CHP’nin liderine ‘Ankara’ya dön, partinin başında otur’ dediler. İstanbul’a, Samsun’a, Bayburt’a gitme diyorlar. Bu partiyi kişisel çıkarlar için asla paspas ettirmeyiz. Bu parti öyle bir parti olsaydı darbelerden sonra yeniden ayağa kalkmazdı. Biz başkasına benzemeyiz. Bir arkadan vurmayız hele hele birileri gibi yere düşene asla tekme atmayız. Vuruşacaksak da yüz yüze vuruşuruz. Maalesef arkadan vuranlarla muhatabız.

“Yılmaz Tunç, Adalet Bakanlığı portresidir”

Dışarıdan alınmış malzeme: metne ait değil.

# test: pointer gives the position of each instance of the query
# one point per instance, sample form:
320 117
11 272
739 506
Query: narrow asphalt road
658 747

Sayın Tunç, HSK’nın başkanı. Akın Gürlek, HSK’dan izin almadan basın açıklaması yapıyor. Sayın Tunç, bunun altında eziliyor bir şey diyemiyor. Akın Gürlek’in yaptığı her iş, Sayın Tunç’u paspas eden işler. Yılmaz Tunç, Adalet Bakanlığı portresidir. Duvara asmışlar bunu Adalet Bakanı diye. Türkiye’de adaleti Tayyip Erdoğan ile Akın Gürlek yönetiyor. En kötü şekilde yönetiyorlar. Hababam Sınıfı’nda paşanın resmi var ya, onun gibi duruyor. 7 soru sordum, desin ki o sorulardakiler olmadı. Bir tane avukat var, Adalet Bakanlığı’ndan izin almadan sorgulanıyor, bir tane avukat var Adalet Bakanlığı’ndan izin alınıyor. Sorulara cevap vereceğine… Özgür Bey, bu eczacı halinle senin Adalet Bakanı olarak durduğun yerden 10 kat daha fazla neyin ne olduğunu görüyor biliyor.

“Mansur Yavaş, Ekrem Bey’in yeniden siyaset yapmasının teminatıdır”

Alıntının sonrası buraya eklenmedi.